O "CD do Vinho" (http://planeta.terra.com.br/negocios/cddovinho/) tem uma proposta mais ampla: ser um livro virtual para iniciantes. É uma compilação, realizada pelo engenheiro e enófilo mineiro Horácio Morais Barros, que reúne uma grande quantidade de informações em forma de CD-ROM. O ciber livro traz dados básicos sobre a história do vinho, técnicas de plantio, castas, vinificação, princípios da degustação, harmonização, fotos, mapas, milhares de vinhos cadastrados e um guia elementar sobre 13 dos principais países produtores. Especificamente sobre o controle de adega, a ferramenta se mostra rudimentar, permitindo ao usuário inserir dados como o nome do vinho, tipo, país, região, produtor, onde comprou, quantidades e data da compra. O produto vale mais por sua abrangência do que pela função de administrar adegas. Custa R$ 68.
A lista de opções em outras línguas é extensa. Para aqueles que dominam o francês, uma escolha pode ser o "Gest Cave" (http://perso.wanadoo.fr/site-pc/gestcave/), que sai a €36, que, por ser um shareware, permite o uso gratuito por tempo determinado. Naturalmente, é mais interessante para os francófilos, pois traz muitas informações sobre vinhos gauleses. Ainda da França, pode-se optar pelo "Jeroboam" (http://pro.wanadoo.fr/philippe.querrec/jero-gb.htm), um dos mais baratos controles de adega do mercado: €18. Como também oferece o teste grátis, pode ser uma boa opção para iniciantes.
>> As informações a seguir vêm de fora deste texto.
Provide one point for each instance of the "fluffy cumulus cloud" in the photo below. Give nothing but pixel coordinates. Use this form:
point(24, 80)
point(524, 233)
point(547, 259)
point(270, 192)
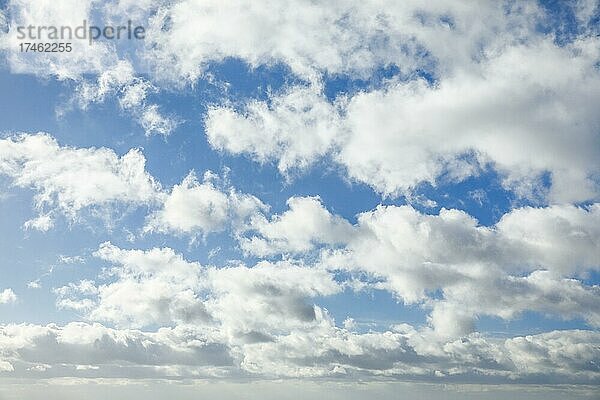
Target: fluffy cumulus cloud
point(467, 88)
point(295, 129)
point(69, 180)
point(7, 296)
point(305, 225)
point(350, 37)
point(193, 207)
point(517, 111)
point(132, 91)
point(262, 322)
point(479, 270)
point(532, 259)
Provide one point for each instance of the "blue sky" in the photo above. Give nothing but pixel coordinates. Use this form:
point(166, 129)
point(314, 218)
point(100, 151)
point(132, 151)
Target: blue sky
point(304, 192)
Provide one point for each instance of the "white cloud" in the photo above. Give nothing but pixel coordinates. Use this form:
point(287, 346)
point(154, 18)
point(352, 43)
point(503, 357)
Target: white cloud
point(8, 296)
point(305, 225)
point(132, 92)
point(528, 261)
point(296, 128)
point(194, 207)
point(517, 110)
point(69, 180)
point(93, 351)
point(353, 37)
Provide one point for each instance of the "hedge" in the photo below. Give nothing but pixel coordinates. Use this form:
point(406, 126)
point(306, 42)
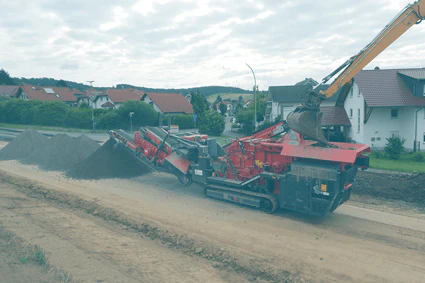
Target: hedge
point(60, 114)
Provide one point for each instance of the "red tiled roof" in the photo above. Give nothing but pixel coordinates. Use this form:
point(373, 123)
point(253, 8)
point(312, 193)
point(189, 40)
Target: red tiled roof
point(334, 116)
point(60, 93)
point(170, 102)
point(107, 104)
point(385, 88)
point(122, 95)
point(9, 90)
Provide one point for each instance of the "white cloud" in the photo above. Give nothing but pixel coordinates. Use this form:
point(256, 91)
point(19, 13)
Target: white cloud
point(184, 43)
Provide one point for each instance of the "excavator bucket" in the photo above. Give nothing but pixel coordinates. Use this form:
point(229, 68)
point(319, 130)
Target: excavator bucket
point(307, 122)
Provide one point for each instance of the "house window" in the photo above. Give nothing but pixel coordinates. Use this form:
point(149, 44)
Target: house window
point(394, 113)
point(358, 120)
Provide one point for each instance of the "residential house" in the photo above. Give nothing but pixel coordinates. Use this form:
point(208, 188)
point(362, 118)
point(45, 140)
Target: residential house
point(64, 94)
point(229, 106)
point(188, 96)
point(114, 98)
point(167, 103)
point(282, 100)
point(385, 103)
point(10, 91)
point(110, 98)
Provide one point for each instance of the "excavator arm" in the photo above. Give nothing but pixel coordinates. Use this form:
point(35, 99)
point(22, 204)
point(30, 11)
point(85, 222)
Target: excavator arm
point(306, 119)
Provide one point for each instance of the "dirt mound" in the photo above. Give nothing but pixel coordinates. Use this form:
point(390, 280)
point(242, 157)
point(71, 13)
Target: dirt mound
point(391, 186)
point(23, 145)
point(108, 162)
point(62, 152)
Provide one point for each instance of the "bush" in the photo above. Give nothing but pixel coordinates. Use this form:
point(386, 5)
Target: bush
point(418, 156)
point(394, 147)
point(211, 123)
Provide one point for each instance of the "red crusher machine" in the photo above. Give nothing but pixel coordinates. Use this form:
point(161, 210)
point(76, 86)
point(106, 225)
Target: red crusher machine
point(265, 171)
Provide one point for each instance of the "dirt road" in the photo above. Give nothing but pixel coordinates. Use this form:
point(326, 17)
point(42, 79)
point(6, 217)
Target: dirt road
point(189, 238)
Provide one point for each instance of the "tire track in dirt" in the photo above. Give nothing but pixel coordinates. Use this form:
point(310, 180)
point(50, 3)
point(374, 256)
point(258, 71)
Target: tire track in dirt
point(93, 252)
point(362, 250)
point(219, 258)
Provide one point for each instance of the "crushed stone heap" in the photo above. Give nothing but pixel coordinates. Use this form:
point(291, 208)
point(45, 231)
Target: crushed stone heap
point(109, 162)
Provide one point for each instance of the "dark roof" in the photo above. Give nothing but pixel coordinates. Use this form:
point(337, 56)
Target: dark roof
point(170, 102)
point(107, 104)
point(9, 90)
point(122, 95)
point(385, 88)
point(295, 93)
point(413, 73)
point(334, 116)
point(51, 93)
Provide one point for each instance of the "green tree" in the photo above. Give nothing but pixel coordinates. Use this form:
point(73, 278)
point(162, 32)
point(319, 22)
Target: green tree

Uma vantagem do "Jeroboam" é ser bilíngüe, francês/inglês.
A língua de Shakespeare é definitivamente também o idioma dos computadores, softwares em inglês dominam o mercado. Um deles é o "Cellar!" (www.cellarwinesoftware.com) tem proposta bastante completa. O maior diferencial é a imensa quantidade de informações sobre rótulos de todo o mundo, fornecida por um banco de dados acessado on-line pela Internet. O database central da empresa contém dados de 16 mil vinícolas e 28 mil notas de degustação, e estes números crescem diariamente. Sai a US$ 60.
Um dos controles de adegas mais caros do mercado, que traz a grife Robert Parker, é o "Robert Parker’s Wine Advisor & Cellar Manager" (www.winetech.com), que custa entre US$ 100 e US$ 150, versões, standard ou deluxe, respectivamente. O programa parte de um banco de dados baseado na publicação de Parker: "The Wine Advocate". Traz também visualização gráfica da adega e um arquivo de preços e fornecedores de vinhos (naturalmente não do Brasil).
Embora os programas mencionados acima tenham sido desenvolvidos para ambiente Windows, os macmaníacos não estão totalmente órfãos. O "Wine XT" (www.wine-software.net), para Macintosh OS X, custa US$ 50 e oferece uma apresentação amigável. Possui as funções básicas dos outros programas já mencionados e é organizado de maneira simples e direta.